Over the course of two days, I and fellow SOASians heard from many speakers from across the various divisions within the UN. We gained a clear insight into diplomacy in action as well as the machinations and interactions of the world’s governing body.
It was particularly interesting to hear about and question the speakers on the current themes and future challenges facing the global community: tackling climate change as a central, cross-pillar theme; delivering peace and security in an ever-changing world; understanding the difficulties in identifying migrants when supporting refugees; providing healthcare in developing countries where no system exists; and all things regarding human rights.
Our eclectic band of students were given time to question each speaker.

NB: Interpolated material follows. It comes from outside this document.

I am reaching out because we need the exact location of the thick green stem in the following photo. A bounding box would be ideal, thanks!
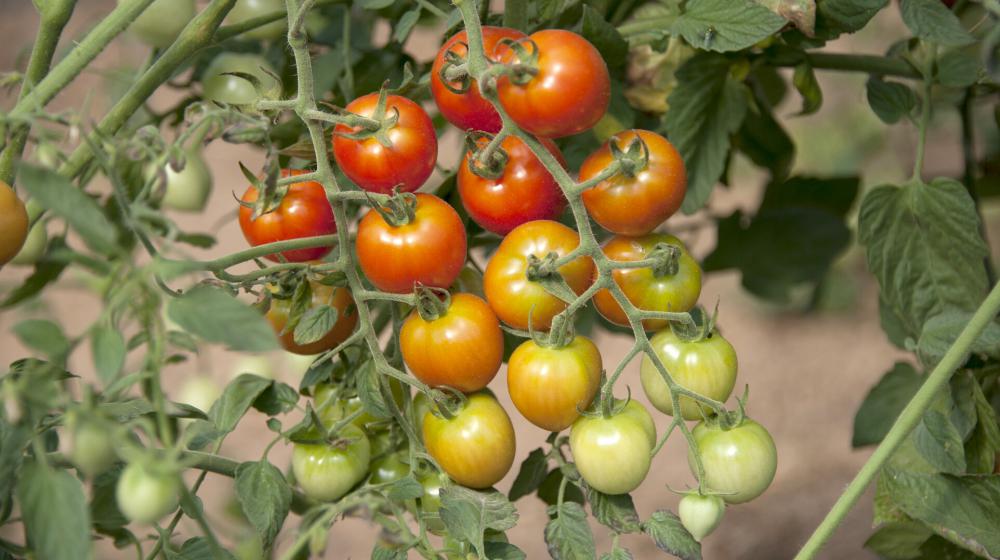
[795,284,1000,560]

And so the conversation evolved as we deepened our understanding of what it means to share this planet of ours, connecting on a human level to appreciate the background of our group when they brought examples from their culture or country.
One evening we met up with NYC-based alumni and online students, giving the group an opportunity to explore career options.
We continued our journey in Washington DC, where we spent the final two days meeting key staff from various thinktanks and government offices to expand our knowledge of how political bias informs, directs, and formulates policy research. Regardless of the students’ personal political views, the speakers were listened to attentively and questioned earnestly.
Fellow online student, Enos Wambua from Nairobi, Kenya, said: “I took away three things from this trip: connection, conversation, and culture. It was good to have a connection with the staff and finally meet them having emailed them several times over the course. It was good to have a conversation and understand more about thinktanks and ask each organisation pragmatic questions to better understand the theory. And it was great to see a broad range of backgrounds and culture in the students – we were like the United Nations!”
The CISD team run several trips throughout the year for online and campus-based students, including to Geneva, Addis Ababa, and the USA.